I know it is risky but I decide to bring up the subject of Armenia, Azerbaijan’s neighbour to the west. Instantly, Afiq’s face darkens and I can see him deciding whether to spit. “They are bad people”, he says flatly, “Armenians are all criminals”. I had expected a reaction: the two countries have been fighting for decades, but I am still taken aback by the undisguised hatred in his eyes. The source of the conflict is the Nagorno-Karabakh region, a relatively small disputed territory which is officially recognized as part of Azerbaijan but is de facto controlled by Armenia.

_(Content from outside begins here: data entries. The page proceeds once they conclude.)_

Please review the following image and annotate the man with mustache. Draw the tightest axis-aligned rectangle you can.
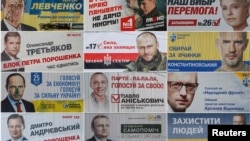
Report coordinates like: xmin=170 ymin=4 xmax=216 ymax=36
xmin=216 ymin=32 xmax=250 ymax=72
xmin=1 ymin=73 xmax=35 ymax=112
xmin=125 ymin=31 xmax=167 ymax=72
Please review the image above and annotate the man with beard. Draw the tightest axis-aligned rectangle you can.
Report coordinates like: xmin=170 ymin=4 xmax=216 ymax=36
xmin=216 ymin=32 xmax=250 ymax=72
xmin=126 ymin=32 xmax=167 ymax=72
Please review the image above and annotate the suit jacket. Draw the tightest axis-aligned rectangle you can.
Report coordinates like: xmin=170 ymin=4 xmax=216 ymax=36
xmin=86 ymin=136 xmax=112 ymax=141
xmin=7 ymin=137 xmax=28 ymax=141
xmin=1 ymin=51 xmax=25 ymax=72
xmin=1 ymin=97 xmax=35 ymax=112
xmin=1 ymin=20 xmax=37 ymax=31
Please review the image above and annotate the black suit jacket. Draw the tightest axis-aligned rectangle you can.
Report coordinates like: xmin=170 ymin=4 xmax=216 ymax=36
xmin=1 ymin=20 xmax=37 ymax=31
xmin=1 ymin=97 xmax=35 ymax=112
xmin=86 ymin=136 xmax=112 ymax=141
xmin=1 ymin=51 xmax=25 ymax=72
xmin=7 ymin=137 xmax=28 ymax=141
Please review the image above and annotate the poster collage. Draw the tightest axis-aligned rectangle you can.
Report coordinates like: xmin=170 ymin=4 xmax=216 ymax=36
xmin=0 ymin=0 xmax=250 ymax=141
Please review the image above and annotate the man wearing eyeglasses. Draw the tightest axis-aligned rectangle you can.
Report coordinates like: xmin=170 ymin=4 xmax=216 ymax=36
xmin=167 ymin=72 xmax=199 ymax=112
xmin=216 ymin=32 xmax=250 ymax=71
xmin=1 ymin=73 xmax=35 ymax=112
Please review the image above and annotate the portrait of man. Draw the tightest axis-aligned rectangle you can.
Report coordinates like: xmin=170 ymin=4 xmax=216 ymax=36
xmin=86 ymin=115 xmax=112 ymax=141
xmin=138 ymin=0 xmax=166 ymax=31
xmin=1 ymin=0 xmax=37 ymax=31
xmin=220 ymin=0 xmax=250 ymax=31
xmin=7 ymin=114 xmax=28 ymax=141
xmin=1 ymin=73 xmax=35 ymax=112
xmin=125 ymin=0 xmax=142 ymax=29
xmin=233 ymin=113 xmax=247 ymax=125
xmin=86 ymin=72 xmax=109 ymax=112
xmin=167 ymin=72 xmax=199 ymax=112
xmin=1 ymin=32 xmax=25 ymax=72
xmin=126 ymin=32 xmax=167 ymax=72
xmin=216 ymin=32 xmax=250 ymax=71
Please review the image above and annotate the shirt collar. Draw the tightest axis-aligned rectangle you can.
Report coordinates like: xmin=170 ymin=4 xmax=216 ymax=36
xmin=4 ymin=50 xmax=17 ymax=61
xmin=8 ymin=95 xmax=23 ymax=105
xmin=91 ymin=93 xmax=109 ymax=103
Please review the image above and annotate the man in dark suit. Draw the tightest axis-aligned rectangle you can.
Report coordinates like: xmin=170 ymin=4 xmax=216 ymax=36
xmin=1 ymin=32 xmax=24 ymax=72
xmin=1 ymin=0 xmax=37 ymax=31
xmin=7 ymin=114 xmax=28 ymax=141
xmin=1 ymin=73 xmax=35 ymax=112
xmin=86 ymin=115 xmax=112 ymax=141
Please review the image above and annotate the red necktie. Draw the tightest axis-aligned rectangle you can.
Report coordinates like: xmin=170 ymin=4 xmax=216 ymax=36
xmin=16 ymin=102 xmax=22 ymax=112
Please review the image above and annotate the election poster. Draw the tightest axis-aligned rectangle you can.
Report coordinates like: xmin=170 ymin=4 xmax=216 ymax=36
xmin=1 ymin=72 xmax=84 ymax=112
xmin=168 ymin=32 xmax=250 ymax=72
xmin=84 ymin=72 xmax=167 ymax=113
xmin=1 ymin=0 xmax=84 ymax=31
xmin=1 ymin=31 xmax=83 ymax=72
xmin=167 ymin=113 xmax=250 ymax=141
xmin=1 ymin=112 xmax=84 ymax=141
xmin=171 ymin=72 xmax=250 ymax=113
xmin=167 ymin=0 xmax=250 ymax=31
xmin=83 ymin=31 xmax=167 ymax=72
xmin=84 ymin=113 xmax=167 ymax=141
xmin=84 ymin=0 xmax=167 ymax=31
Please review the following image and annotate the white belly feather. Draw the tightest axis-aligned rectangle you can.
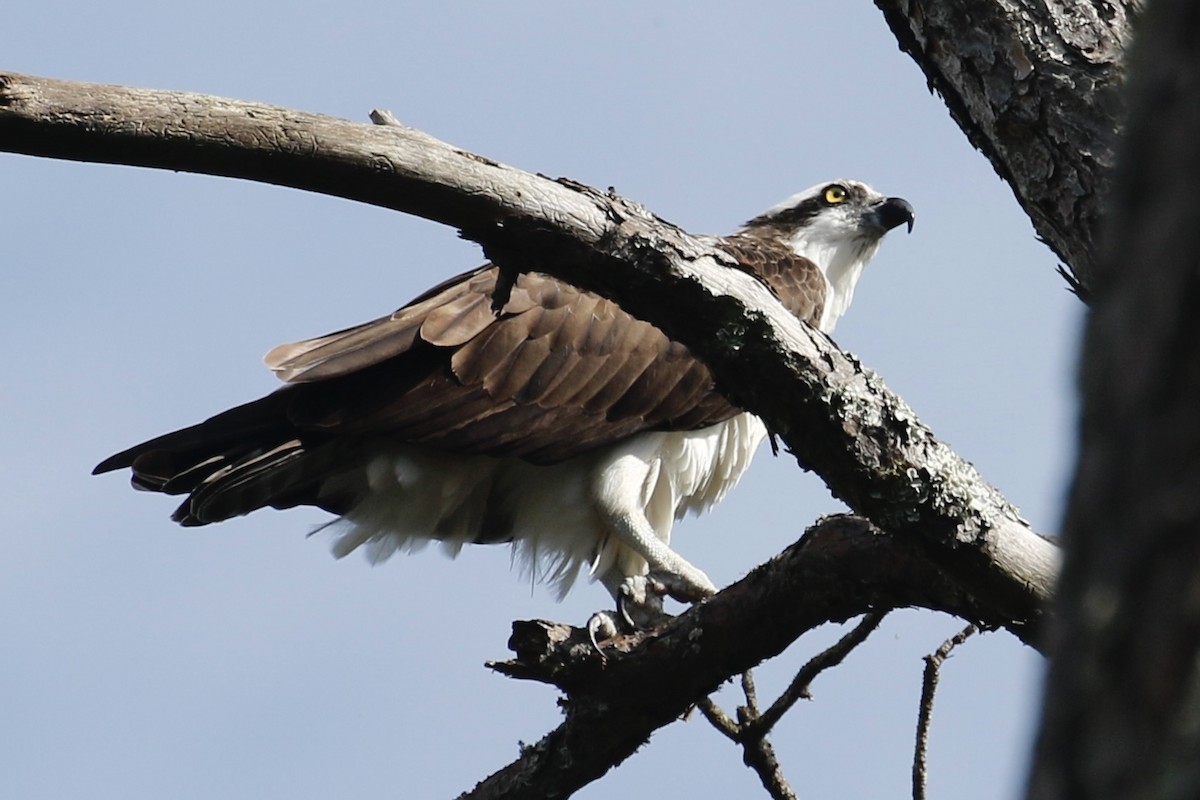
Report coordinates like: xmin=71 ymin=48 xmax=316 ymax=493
xmin=324 ymin=414 xmax=767 ymax=597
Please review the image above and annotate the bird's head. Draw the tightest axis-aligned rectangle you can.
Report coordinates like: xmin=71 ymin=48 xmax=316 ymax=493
xmin=739 ymin=180 xmax=913 ymax=332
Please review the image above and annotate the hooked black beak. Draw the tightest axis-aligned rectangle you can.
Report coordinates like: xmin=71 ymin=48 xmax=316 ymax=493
xmin=870 ymin=197 xmax=913 ymax=233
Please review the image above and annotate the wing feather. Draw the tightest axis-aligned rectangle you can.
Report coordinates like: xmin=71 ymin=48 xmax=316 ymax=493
xmin=97 ymin=235 xmax=824 ymax=524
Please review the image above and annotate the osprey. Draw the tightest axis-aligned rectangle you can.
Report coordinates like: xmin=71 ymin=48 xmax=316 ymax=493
xmin=95 ymin=180 xmax=913 ymax=618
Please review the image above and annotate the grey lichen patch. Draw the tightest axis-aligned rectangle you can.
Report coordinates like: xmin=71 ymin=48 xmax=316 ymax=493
xmin=920 ymin=439 xmax=1016 ymax=542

The conflict flared into full-scale war in 1992 and although a ceasefire was agreed in 1994, even now there are shots fired and occasional casualties between the two countries in Karabakh almost every single day. The two sides have completely opposite narratives, each blaming the other for starting and perpetuating the conflict. Afiq gives me a passionate rendition of the Azeri account, and also tells me the Russians are to blame for playing both sides. Again I am struck by the venom with which he talks. This man has a cold and frighteningly pure hatred for Armenia; he doesn’t just dislike them – he really hates them. Ethnic tensions can run deep in this part of the world.
With the light fading I leave Afiq and ride out of town to camp in a forest on a bed of fallen leaves. The morning is glorious and I am treated to the sight of a country in the full splendour of autumn. The forests are a patchwork of green and gold and the mountains are white with snow. It has been more than three years since I have seen autumn, and I had forgotten just how beautiful the falling season can be.
After a wonderful morning of descending from the mountains, I spend the afternoon and all of the following day riding hard towards the border, the flatter terrain and much reduced wind allowing me to cover a lot more ground. I meet a few more Azeris, who are all extremely friendly but all of whom share Afiq’s remarkable hatred for Armenia. One man driving a fast tractor on the main road lets me grab hold of his trailer for a tow, allowing me to cruise along and watch the mountains in the distance, effort free, for almost half an hour before he has to turn off and I reluctantly resume pedalling.
I reach the border an hour before sunset and cross into Georgia, finishing on another 240km for the day. It is a shame to have had to rush through Azerbaijan so quickly for it an interesting and beautiful country with friendly people and spectacular mountains. I am still not sure whether I think Azerbaijan is in Europe or Asia, but having entered the country knowing virtually nothing about it, I will leave with fond memories and a desire to return. You can learn a lot in three and a half days.